COMP151 Programming Assignment 1, Spring 2006

Author:: Dekai Wu

Date:: Due 2006.04.28 at 23:59 by CASS

Download: http://www.cs.ust.hk/~dekai/151/assignments/a1.tar.gz

Assignment page: http://www.cs.ust.hk/~dekai/151/assignments/a1/html/

Course page: http://www.cs.ust.hk/~dekai/151/

Your assignment

You've been assigned to write an expression evaluator. The input expressions to your evaluator will be strings in a traditional computer science notation known as s-expressions, which is a prefix notation that is fully parenthesized to avoid ambiguity, for example:

(+ 2 3 4 5)
(+ 2 3.5)
(* (+ 2 3) (* 3.14 2.17) (+ 6 4.5))
(+ "hello world" "bye-" "bye")
(floor 2.6)

Notice that you're dealing with four distinct types of atomic elements in these expressions. There are three different types of literals used as operands: ints, doubles, and strings. In addition, the operator symbols are functions whose symbol names are +, *, and floor.

Also notice that operands do not have to be literals. They also can recursively be sub-expressions.

Given such an input expression, your evaluator should return the result of evaluating the expression, for example:

(+ 2 3 4 5) should return the int 14
(+ 2 3.5) should return the double 5.5
(* (+ 2 3) (* 3.14 2.17) (+ 6 4.5)) should return the double 357.7245
(+ "hello world" "bye-" "bye") should return the string "hello worldbye-bye"
(floor 2.6) should return the int 2

Your expression evaluator should proceed in two stages:

Parse the input string to analyze and understand its structure. The parser should return a tree data structure in which it records (a) the nested structure of the parenthesized expressions and sub-expressions, and (b) the types of all the elements in the expression.
Evaluate the expression stored in the tree data structure, by doing a depth-first traversal. The evaluator should return the value resulting from evaluating the entire expression.

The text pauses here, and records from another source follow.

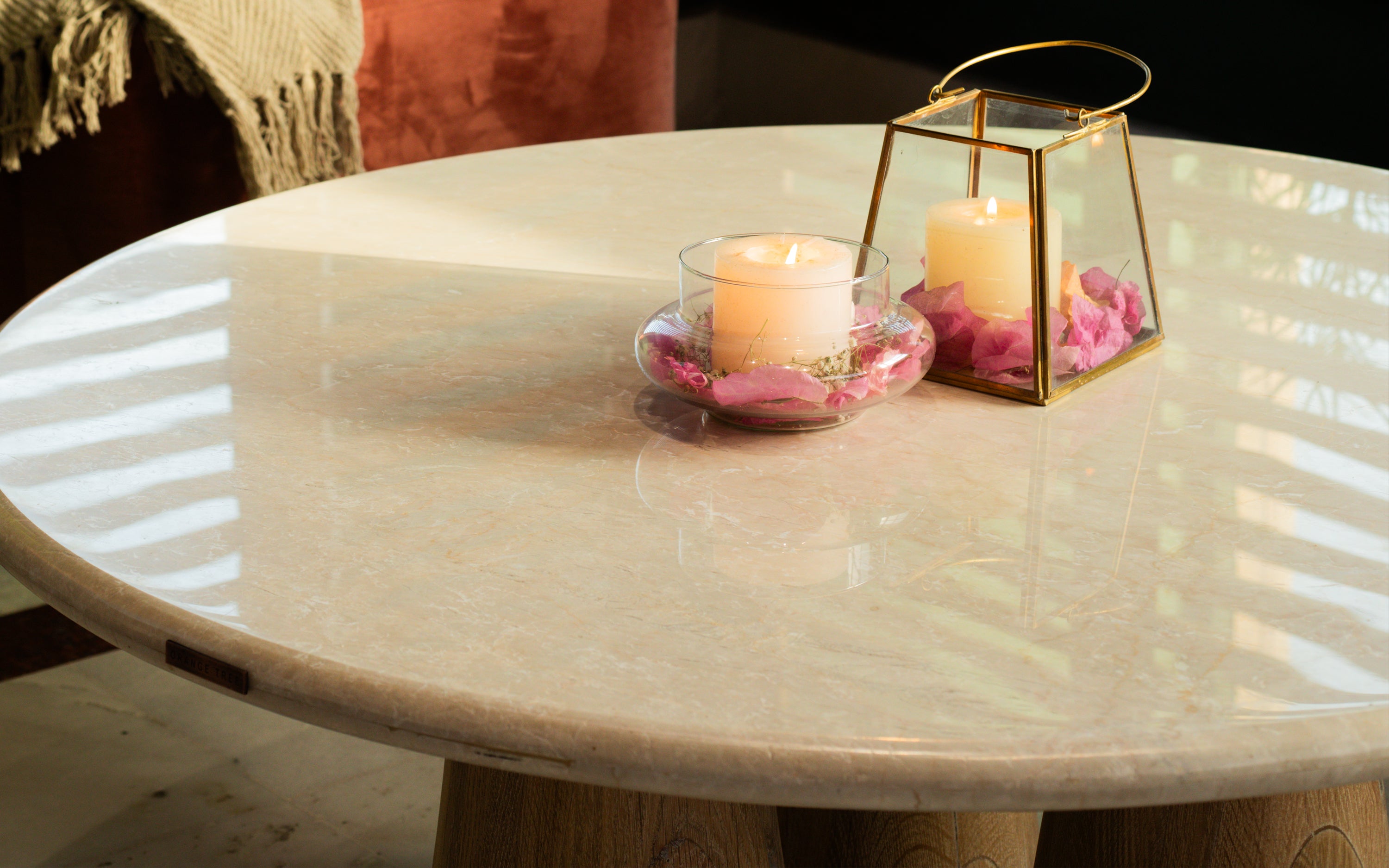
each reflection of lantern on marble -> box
[636,412,928,597]
[864,40,1163,404]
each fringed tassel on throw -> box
[0,0,132,172]
[228,72,364,196]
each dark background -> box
[678,0,1389,168]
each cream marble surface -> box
[0,126,1389,810]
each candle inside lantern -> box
[711,235,854,372]
[926,196,1061,319]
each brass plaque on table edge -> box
[164,639,251,693]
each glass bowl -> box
[636,233,936,431]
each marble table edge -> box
[0,492,1389,811]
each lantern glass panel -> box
[982,97,1079,147]
[1042,122,1157,389]
[906,94,979,137]
[867,128,1039,396]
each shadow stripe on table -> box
[0,606,115,681]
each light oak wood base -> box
[1036,781,1389,868]
[433,761,782,868]
[435,761,1389,868]
[778,808,1040,868]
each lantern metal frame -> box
[864,40,1163,406]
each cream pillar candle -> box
[926,196,1061,319]
[711,235,854,372]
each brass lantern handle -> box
[926,39,1153,126]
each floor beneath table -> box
[0,569,1389,868]
[0,619,443,868]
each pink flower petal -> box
[714,365,829,407]
[1065,293,1133,374]
[901,281,985,371]
[1081,265,1147,335]
[972,317,1032,374]
[825,376,868,410]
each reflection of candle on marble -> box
[926,196,1061,319]
[711,235,854,371]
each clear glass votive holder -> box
[636,233,936,431]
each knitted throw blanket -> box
[0,0,363,196]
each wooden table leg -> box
[433,760,782,868]
[778,808,1039,868]
[1036,781,1389,868]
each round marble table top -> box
[0,126,1389,810]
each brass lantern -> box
[864,40,1163,404]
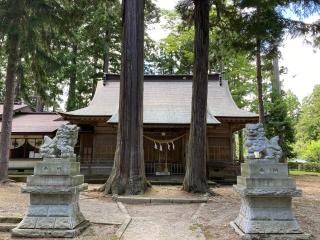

Borrowing someone else's expression parser

Thankfully, you don't have to write a parser. You've already found a parser written by someone else, capable of reading and understanding strings in s-expression format. Download the package at the top of this page, then:

$ tar xzf a1.tar.gz // unpack the archive
$ cd a1
$ make
g++ -c main.cpp
g++ -c parse.cpp
g++ -c eval.cpp
g++ -c Cell.cpp
g++ -DOP_ASSIGN -o main main.o parse.o eval.o Cell.o -lm
$ main testinput.txt

You will see the parser's test program run. You can also run the program in interactive mode by typing main without any command-line arguments. In interactive mode, the program will prompt you to type in an expression, and then it'll print the expression back to you, and repeat until you type control-D to generate an EOF (end-of-file).

You wish to re-use this code for parsing s-expressions. The only problem is that this parser, as originally written, does not actually build a tree data structure. So you will need to modify the code to suit the purposes of this assignment.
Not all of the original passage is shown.